Les sons et les questions extérieures peuvent-ils entrer dans un rêve ?
Le sommeil ne coupe pas complètement le cerveau de son environnement. Une alarme, une voix ou une sensation physique peuvent parfois être perçues sans provoquer immédiatement le réveil. L’expérience de Konkoly et de ses collègues apporte une démonstration particulièrement spectaculaire de cette perméabilité.
Les équipes ont utilisé différents moyens pour transmettre des informations aux rêveurs, notamment des stimulations auditives, tactiles ou visuelles selon les protocoles. Certains participants ont correctement traité ces informations pendant leur sommeil et ont produit une réponse adaptée alors qu’ils étaient toujours engagés dans leur rêve lucide.
Le stimulus extérieur n’est toutefois pas nécessairement reproduit fidèlement dans le scénario. Une question entendue depuis la chambre expérimentale peut être intégrée à la scène d’une manière inattendue. Le rêve construit son propre environnement et peut transformer ce qui provient du monde extérieur au lieu de le restituer comme une simple copie de la réalité.
Cette possibilité explique pourquoi une sonnerie, une voix ou une sensation corporelle peut parfois sembler avoir toujours appartenu à l’histoire rêvée lorsque l’on se réveille.
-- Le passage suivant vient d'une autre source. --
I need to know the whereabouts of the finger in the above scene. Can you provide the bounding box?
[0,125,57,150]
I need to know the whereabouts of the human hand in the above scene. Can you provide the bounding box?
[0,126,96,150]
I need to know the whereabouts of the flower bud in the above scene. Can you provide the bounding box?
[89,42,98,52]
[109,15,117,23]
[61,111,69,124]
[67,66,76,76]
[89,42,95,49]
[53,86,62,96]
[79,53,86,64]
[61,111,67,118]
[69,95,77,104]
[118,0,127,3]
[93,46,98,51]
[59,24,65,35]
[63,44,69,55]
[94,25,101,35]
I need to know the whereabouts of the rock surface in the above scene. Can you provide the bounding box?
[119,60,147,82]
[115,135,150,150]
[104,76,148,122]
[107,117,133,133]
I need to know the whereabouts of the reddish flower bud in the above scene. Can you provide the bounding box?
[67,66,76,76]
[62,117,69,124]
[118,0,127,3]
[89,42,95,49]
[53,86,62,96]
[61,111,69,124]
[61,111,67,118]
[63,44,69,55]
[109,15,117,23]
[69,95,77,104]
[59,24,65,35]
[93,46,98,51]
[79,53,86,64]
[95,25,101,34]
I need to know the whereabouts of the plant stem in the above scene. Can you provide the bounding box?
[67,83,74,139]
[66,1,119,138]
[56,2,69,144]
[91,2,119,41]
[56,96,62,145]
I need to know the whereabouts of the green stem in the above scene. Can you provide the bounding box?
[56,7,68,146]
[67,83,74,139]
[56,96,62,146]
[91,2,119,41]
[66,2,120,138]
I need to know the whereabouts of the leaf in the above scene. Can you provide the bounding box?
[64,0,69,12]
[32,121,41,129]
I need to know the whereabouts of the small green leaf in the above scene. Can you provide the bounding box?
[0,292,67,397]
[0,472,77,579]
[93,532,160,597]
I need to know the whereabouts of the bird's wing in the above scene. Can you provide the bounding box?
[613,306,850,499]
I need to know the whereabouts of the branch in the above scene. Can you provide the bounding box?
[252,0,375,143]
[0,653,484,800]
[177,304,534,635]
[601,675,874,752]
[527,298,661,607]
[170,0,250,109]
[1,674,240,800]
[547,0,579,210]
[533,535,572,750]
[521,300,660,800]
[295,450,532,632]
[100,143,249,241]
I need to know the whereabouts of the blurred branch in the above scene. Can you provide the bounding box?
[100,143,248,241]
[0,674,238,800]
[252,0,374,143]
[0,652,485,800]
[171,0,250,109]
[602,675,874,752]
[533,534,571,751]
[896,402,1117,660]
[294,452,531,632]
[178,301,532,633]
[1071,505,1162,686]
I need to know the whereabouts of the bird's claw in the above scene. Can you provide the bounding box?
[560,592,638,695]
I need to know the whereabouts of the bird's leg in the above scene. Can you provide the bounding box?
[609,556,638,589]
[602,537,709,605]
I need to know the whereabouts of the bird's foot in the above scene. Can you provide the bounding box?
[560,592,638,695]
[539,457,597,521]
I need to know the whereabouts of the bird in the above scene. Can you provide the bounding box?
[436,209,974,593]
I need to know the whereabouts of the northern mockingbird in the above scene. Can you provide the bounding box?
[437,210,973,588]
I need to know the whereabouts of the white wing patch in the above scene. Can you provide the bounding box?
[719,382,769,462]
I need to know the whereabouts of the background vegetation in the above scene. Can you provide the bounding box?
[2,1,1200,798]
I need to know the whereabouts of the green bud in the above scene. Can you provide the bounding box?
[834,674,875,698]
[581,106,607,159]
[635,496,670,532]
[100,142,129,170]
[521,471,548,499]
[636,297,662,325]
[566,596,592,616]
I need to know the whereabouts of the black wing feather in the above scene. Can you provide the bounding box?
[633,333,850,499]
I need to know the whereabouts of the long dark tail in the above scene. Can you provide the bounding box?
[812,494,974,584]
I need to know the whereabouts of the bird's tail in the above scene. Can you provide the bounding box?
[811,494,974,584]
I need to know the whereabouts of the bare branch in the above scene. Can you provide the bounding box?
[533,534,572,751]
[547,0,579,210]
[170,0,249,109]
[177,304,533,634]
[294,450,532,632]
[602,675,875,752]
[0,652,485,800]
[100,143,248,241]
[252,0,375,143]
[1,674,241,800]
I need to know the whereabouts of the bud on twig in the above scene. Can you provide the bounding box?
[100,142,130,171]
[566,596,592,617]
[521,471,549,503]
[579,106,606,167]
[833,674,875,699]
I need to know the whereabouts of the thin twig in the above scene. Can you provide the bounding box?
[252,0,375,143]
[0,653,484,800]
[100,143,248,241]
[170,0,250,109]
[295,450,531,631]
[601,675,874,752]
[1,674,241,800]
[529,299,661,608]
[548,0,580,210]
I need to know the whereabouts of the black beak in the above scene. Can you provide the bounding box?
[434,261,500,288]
Le cerveau endormi reste capable de traiter certaines informations extérieures, mais leur accès à l’expérience consciente dépend du stade de sommeil, de l’intensité de la stimulation et de nombreux facteurs individuels.
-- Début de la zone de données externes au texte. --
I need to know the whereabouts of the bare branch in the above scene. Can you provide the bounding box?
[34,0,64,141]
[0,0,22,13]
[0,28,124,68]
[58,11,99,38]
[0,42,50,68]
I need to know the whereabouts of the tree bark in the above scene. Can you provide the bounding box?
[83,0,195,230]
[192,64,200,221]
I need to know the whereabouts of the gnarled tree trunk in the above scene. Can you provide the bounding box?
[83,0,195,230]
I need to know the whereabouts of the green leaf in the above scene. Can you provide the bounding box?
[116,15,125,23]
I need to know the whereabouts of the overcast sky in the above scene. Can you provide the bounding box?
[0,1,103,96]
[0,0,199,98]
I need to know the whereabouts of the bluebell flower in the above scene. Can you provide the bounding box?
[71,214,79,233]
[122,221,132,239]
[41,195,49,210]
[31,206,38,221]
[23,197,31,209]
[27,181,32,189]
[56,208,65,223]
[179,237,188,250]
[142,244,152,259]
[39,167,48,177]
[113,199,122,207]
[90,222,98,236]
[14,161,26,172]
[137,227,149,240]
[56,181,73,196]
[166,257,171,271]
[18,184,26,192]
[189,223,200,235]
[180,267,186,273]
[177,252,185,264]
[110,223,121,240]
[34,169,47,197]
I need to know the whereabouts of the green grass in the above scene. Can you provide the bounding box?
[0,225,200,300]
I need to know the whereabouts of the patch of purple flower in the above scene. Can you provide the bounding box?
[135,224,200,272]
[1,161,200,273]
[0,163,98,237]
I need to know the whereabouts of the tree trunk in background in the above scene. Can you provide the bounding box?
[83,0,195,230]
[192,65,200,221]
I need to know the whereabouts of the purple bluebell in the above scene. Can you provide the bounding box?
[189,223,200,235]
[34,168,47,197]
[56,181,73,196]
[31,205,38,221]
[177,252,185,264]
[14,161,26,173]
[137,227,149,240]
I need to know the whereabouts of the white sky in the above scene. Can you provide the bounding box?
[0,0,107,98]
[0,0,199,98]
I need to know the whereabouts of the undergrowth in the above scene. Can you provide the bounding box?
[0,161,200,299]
Les rêves lucides permettent-ils vraiment d’explorer l’esprit pendant le sommeil ?
L’un des principaux obstacles à la recherche sur les rêves vient du fait que le récit est habituellement recueilli après le réveil. Entre l’expérience elle-même et le moment où elle est racontée, certains éléments peuvent être oubliés, transformés ou difficiles à replacer dans leur ordre exact.
Le rêve lucide ouvre une possibilité différente. Si un participant peut signaler qu’il sait qu’il rêve puis répondre à une question sans se réveiller, les chercheurs disposent d’un accès plus direct au moment précis où l’expérience se déroule. L’étude internationale de 2021 constitue à ce titre une démonstration de faisabilité plutôt qu’une méthode devenue routinière.
De nombreuses limites subsistent. Les rêves lucides ne surviennent pas systématiquement, les capacités varient fortement d’une personne à l’autre et les échanges expérimentaux restent beaucoup plus simples qu’une conversation ordinaire. Rien ne permet non plus d’assimiler l’ensemble de l’activité mentale pendant le sommeil à ce qui est observé dans ces épisodes particuliers.
Le phénomène reste néanmoins remarquable. Pendant quelques instants, une personne peut dormir, vivre un scénario onirique, savoir qu’elle rêve et traiter une information provenant du monde extérieur. Le rêve lucide révèle ainsi une forme de conscience nocturne beaucoup moins fermée sur elle-même qu’on pourrait l’imaginer.